Any Questions?

The Rat wants a feminine equivalent of ‘avuncular’. That’s easy: ‘materteral’. According to the Random House Word of the Day site, the word is listed only once in the Oxford English Dictionary, but is actually older (1823) than ‘avuncular’ (1831). They also note that Latin had different words for aunts and uncles on the father’s and mother’s side of the family: you father’s brother and sister are your patruus and amita, your mother’s are your avunculus and matertera.
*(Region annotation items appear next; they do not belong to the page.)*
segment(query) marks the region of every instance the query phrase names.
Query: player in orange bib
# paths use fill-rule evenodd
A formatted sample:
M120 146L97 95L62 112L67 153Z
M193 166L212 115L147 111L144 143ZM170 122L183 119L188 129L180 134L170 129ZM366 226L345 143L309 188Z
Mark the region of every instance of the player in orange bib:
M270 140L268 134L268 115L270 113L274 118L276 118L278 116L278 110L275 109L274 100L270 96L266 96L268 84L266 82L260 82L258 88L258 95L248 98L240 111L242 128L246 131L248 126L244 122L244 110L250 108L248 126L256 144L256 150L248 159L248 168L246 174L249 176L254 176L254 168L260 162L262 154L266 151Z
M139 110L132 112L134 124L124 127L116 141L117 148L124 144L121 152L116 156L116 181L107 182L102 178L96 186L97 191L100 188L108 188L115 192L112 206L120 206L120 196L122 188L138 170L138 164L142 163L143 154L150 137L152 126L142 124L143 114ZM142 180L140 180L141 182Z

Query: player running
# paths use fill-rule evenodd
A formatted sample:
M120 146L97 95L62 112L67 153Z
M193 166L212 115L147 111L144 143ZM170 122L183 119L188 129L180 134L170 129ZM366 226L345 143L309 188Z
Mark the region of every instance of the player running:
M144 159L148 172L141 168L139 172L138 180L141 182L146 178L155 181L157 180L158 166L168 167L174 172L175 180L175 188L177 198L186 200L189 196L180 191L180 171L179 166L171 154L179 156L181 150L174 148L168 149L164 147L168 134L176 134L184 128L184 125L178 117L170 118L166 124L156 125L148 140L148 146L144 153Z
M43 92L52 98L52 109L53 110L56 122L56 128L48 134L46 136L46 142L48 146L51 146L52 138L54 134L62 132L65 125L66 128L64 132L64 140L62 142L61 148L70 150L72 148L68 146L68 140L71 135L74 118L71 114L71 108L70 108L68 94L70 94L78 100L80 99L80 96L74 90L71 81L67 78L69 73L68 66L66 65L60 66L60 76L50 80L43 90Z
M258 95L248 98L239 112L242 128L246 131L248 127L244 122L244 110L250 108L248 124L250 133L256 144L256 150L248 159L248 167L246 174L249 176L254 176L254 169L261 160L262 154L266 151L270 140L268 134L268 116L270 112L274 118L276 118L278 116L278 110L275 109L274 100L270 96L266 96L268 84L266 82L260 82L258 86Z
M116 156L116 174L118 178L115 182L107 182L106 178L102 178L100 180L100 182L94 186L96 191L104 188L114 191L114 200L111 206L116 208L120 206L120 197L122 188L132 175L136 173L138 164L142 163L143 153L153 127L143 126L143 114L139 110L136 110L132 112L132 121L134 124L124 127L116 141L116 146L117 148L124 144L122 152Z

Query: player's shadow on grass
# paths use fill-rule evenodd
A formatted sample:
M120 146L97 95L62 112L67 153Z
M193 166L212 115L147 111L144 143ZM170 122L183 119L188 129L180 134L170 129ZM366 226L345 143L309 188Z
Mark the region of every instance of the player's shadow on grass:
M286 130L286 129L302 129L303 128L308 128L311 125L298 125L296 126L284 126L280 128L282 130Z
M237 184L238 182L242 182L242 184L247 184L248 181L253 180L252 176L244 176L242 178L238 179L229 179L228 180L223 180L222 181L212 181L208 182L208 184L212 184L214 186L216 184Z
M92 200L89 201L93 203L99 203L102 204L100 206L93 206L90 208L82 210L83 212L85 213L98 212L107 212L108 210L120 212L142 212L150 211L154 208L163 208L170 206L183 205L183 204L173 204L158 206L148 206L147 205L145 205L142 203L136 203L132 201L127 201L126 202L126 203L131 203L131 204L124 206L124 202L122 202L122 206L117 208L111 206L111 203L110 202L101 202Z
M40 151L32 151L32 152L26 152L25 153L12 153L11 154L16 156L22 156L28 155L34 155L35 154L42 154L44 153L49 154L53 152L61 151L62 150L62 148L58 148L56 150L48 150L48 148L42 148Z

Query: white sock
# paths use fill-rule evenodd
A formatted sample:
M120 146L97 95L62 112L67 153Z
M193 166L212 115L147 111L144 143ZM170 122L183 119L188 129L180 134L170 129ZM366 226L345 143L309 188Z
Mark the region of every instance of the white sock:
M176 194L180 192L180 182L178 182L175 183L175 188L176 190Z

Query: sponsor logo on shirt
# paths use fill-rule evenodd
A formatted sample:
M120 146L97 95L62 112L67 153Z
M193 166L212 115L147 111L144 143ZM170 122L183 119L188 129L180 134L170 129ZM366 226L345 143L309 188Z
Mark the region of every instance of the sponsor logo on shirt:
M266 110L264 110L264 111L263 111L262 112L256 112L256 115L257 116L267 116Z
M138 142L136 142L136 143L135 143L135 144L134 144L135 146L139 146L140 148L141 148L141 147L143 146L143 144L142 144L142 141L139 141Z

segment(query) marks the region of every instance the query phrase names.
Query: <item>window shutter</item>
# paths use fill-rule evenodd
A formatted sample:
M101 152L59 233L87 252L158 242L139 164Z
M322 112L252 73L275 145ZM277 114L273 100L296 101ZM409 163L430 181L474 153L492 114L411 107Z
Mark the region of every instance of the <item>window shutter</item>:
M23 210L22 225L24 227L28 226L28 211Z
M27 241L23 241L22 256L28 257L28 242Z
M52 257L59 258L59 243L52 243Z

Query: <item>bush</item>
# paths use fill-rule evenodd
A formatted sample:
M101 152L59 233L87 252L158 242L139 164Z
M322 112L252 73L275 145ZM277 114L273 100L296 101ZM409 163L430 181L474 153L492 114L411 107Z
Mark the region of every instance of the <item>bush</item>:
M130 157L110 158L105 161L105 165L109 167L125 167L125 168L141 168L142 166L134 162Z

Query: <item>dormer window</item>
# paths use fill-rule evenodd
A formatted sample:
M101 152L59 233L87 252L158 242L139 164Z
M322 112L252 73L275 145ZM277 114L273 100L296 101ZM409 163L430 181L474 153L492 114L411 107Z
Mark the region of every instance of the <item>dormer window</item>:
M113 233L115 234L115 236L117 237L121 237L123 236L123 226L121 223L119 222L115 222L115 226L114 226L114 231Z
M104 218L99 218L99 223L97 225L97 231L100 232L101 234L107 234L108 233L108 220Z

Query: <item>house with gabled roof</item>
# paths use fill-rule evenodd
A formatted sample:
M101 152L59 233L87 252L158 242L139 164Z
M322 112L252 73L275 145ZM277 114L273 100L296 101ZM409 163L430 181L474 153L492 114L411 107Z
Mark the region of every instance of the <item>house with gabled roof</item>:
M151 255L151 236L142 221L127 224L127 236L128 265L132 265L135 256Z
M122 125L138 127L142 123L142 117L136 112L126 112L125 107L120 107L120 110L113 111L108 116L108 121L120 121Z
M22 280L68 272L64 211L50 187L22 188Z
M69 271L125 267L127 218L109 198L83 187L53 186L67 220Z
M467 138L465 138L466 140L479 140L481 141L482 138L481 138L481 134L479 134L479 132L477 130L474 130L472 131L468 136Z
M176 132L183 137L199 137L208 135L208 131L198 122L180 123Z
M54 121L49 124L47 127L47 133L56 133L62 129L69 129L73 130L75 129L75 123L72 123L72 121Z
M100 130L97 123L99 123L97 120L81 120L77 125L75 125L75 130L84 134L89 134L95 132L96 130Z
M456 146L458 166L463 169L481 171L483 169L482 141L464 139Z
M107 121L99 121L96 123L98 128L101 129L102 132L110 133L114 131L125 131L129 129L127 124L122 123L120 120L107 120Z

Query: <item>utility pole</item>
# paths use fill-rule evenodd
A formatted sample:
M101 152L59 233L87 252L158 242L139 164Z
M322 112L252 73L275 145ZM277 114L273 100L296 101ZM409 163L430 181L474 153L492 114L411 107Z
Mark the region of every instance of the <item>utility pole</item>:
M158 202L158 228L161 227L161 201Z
They do not note that the etymologies of three of these are transparent: your patruus is a second father (pater), your matertera a second mother (mater), and your avunculus a lesser grandfather (avus). In Anthropology and Roman Culture. Kinship, Time, Images of the Soul (tr. J. Van Sickle, Johns Hopkins, 1991), Maurizio Bettini gathers the evidence that the father’s siblings were “were expected to maintain an attitude of discipline, harshness and aloofness”, while the mother’s were stereotypically “warm and affectionate even to the point of indulgence” (both quotations from Matthew Slagter’s review, here). It appears that The Rat will soon be an amita rather than a matertera, but ‘amital’ is not an English word, and I imagine she’s planning to be more materteral anyway. I recently learned that I will soon be a patruus magnus (great-uncle), but I plan to defy the etymologies and be greatly avuncular.